Some researchers, like Dr. Steven Nissen of the Cleveland Clinic, lead author of the second article in The New England Journal, say that while more research is needed, he knows enough to make some clinical decisions for patients who are in danger of a heart attack now. High CRP levels are dangerous, Dr. Nissen said, and it is imperative for many patients to drive them down.

"I measure CRP in everyone now," he said.

He knows his own CRP level and while it is fine, he said, he has decided that if it started to creep up he would make sure he got it down. If he gained weight, he would "exercise like crazy." If that did not work, he would take a higher dose of a statin. (Dr. Nissen has consulted for, received honorariums from, and done studies supported by drug companies, including the makers of statins. He is paid a salary and donates the honorariums to a charity he established at the American College of Cardiology.)

Nearly half of heart patients have normal cholesterol levels. Dr. Nissen said that when he saw such patients and their CRP levels were above 2 milligrams per liter of blood, he prescribed a statin to lower their CRP. "That's not such a leap of faith," he said.

And if a patient has done everything possible, dieted, exercised, taken statins, and still has a high CRP?

"If I'm desperate enough, I might give a triglidazone off label," he said, referring to a class of oral diabetes drugs that lower CRP levels.

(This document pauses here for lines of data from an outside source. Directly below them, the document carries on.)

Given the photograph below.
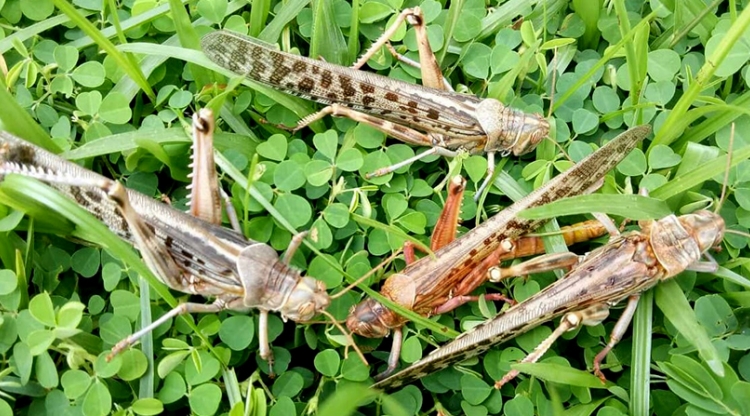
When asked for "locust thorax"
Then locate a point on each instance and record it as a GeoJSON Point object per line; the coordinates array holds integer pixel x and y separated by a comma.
{"type": "Point", "coordinates": [270, 284]}
{"type": "Point", "coordinates": [509, 130]}
{"type": "Point", "coordinates": [365, 319]}
{"type": "Point", "coordinates": [307, 299]}
{"type": "Point", "coordinates": [706, 227]}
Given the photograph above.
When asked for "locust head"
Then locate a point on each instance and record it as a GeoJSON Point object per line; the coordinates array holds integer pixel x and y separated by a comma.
{"type": "Point", "coordinates": [531, 131]}
{"type": "Point", "coordinates": [509, 130]}
{"type": "Point", "coordinates": [307, 299]}
{"type": "Point", "coordinates": [706, 227]}
{"type": "Point", "coordinates": [366, 319]}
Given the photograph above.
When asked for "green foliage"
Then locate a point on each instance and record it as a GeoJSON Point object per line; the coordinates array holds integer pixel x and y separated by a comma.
{"type": "Point", "coordinates": [594, 68]}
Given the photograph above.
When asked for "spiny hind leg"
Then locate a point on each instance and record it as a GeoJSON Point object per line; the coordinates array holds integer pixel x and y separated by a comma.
{"type": "Point", "coordinates": [205, 192]}
{"type": "Point", "coordinates": [590, 316]}
{"type": "Point", "coordinates": [398, 336]}
{"type": "Point", "coordinates": [432, 76]}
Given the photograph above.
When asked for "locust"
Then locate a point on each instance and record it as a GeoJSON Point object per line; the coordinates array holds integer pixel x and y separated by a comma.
{"type": "Point", "coordinates": [625, 267]}
{"type": "Point", "coordinates": [431, 284]}
{"type": "Point", "coordinates": [424, 115]}
{"type": "Point", "coordinates": [189, 252]}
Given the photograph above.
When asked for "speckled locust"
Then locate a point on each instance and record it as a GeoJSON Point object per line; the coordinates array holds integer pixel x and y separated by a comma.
{"type": "Point", "coordinates": [430, 115]}
{"type": "Point", "coordinates": [191, 252]}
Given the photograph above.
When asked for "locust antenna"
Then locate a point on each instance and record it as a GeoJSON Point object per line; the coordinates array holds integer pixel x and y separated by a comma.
{"type": "Point", "coordinates": [368, 274]}
{"type": "Point", "coordinates": [724, 185]}
{"type": "Point", "coordinates": [347, 335]}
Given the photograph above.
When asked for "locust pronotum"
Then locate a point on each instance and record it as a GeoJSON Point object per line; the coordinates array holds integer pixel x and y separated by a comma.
{"type": "Point", "coordinates": [459, 266]}
{"type": "Point", "coordinates": [189, 253]}
{"type": "Point", "coordinates": [429, 115]}
{"type": "Point", "coordinates": [625, 267]}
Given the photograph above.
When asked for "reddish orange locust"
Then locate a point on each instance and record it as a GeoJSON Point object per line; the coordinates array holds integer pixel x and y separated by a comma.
{"type": "Point", "coordinates": [429, 285]}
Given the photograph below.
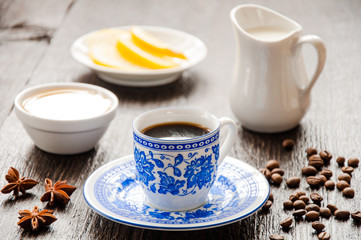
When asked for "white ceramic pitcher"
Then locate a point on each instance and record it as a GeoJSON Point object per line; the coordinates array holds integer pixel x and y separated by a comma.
{"type": "Point", "coordinates": [271, 89]}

Dr. Nissen and his colleagues are starting a study comparing a triglidazone to glitizide, a diabetes drug that does not reduce CRP, in heart patients to see whether the triglidazone is more effective in slowing heart disease. And Dr. Ridker and his colleagues are studying healthy people with normal cholesterol levels and high CRP levels to see whether reducing CRP levels with a statin will prevent heart disease.

Those are the sorts of studies that need to be done before doctors and patients leap to the conclusion that anything that lowers CRP must be good, Dr. Rader and others said.

Dr. James Cleeman of the National Cholesterol Education Program at the National Heart, Lung and Blood Institute, said he would be careful about going beyond the data at hand. (He does not receive support or honorariums from any drug companies.)

"There is a reason to be cautious," Dr. Cleeman said, "and I hope it will be heard."